Tax increases have taken centre stage in the debt ceiling negotiations between the US Congress and President Barack Obama. While Republican members of congress have typically been opposed to raising the tax on carried interest, two Democrats have broken ranks with their party and come out against hiking the tax rate on carried interest.
Jared Polis and Mike Quigley, Democrats from Colorado and Illinois, respectively, wrote a letter to Obama last week strongly opposing raising the carried interest tax.
“We appreciate the work that you are doing to reach a compromise on the debt ceiling discussions and we applaud you for your willingness to tackle difficult issues during these talks,” the Congressmen wrote. “However, we are very concerned about the discussion on increasing the tax on carried interest as a way to raise revenue. Such a tax increase would not only damage our already fragile economic recovery, but it would also cripple the spirit of innovation and entrepreneurship that makes our country so strong.”
The debate over carried interest taxes has raged over the past few years. Democrats have furthered the debate citing a carried interest hike as a way to address the deficit.
However, Polis and Quigley argue that while some members of Congress try to characterise a tax increase on carried interest as merely closing a loophole, the tax code provision was created to encourage long-term investment and job creation.
“We feel very strongly that the current capital gains tax treatment of carried interest is vital to the continued economic recovery of Main Street,” according to the letter.
A tax increase on carried interest could also devastate other areas of our economy, including the real estate market, the Congressmen wrote.
“For instance, the commercial real estate market, which already faces a crisis, would see the cost of long term investment rise to prohibitive levels,” according to the letter. “A collapse in the CRE market would devastate our hopes for economic recovery…”
Last month, Obama took direct aim at private fund managers, directing congress to place a carried interest tax hike firmly on the table.
“If you are a wealthy CEO or a hedge fund manager in America right now, your taxes are lower than they have ever been,” said Obama in a televised news conference on 28 June. “They’re lower than they’ve been since the 1950s. And you can afford it. You’ll still be able to ride on your corporate jet; you’re just going to have to pay a little more.”

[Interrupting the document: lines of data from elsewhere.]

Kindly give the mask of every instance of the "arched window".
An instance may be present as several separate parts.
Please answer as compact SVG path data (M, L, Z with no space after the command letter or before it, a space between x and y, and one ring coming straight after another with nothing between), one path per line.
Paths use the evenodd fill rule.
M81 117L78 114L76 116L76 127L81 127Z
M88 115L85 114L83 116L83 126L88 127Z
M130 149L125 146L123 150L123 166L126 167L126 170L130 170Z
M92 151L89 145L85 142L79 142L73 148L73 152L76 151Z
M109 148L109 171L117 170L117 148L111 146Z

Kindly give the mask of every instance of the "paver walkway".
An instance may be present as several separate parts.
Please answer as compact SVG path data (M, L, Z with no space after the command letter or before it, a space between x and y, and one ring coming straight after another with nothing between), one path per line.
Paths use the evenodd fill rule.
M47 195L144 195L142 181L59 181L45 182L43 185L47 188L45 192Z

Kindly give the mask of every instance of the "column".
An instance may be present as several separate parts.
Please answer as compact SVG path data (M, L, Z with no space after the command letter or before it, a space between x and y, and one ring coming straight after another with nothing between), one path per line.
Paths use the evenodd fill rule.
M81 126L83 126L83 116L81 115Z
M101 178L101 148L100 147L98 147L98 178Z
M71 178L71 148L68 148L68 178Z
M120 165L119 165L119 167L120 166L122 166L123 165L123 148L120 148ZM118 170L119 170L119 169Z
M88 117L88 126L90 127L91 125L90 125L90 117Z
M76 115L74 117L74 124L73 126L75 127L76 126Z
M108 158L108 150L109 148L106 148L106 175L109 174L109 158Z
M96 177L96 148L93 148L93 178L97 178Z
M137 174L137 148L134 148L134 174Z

Obama’s latest statement comes on the heels of his mention of carried interest in his 2012 budget proposal. In April, Obama unveiled his proposal, which directs the US Congress to require executives of private equity firms to pay ordinary income tax rates as high as 35 percent (39.6 percent after 2012) on the profits they receive as compensation. Carried interest currently qualifies for lower capital gains tax rates of 15 percent (20 percent after 2012).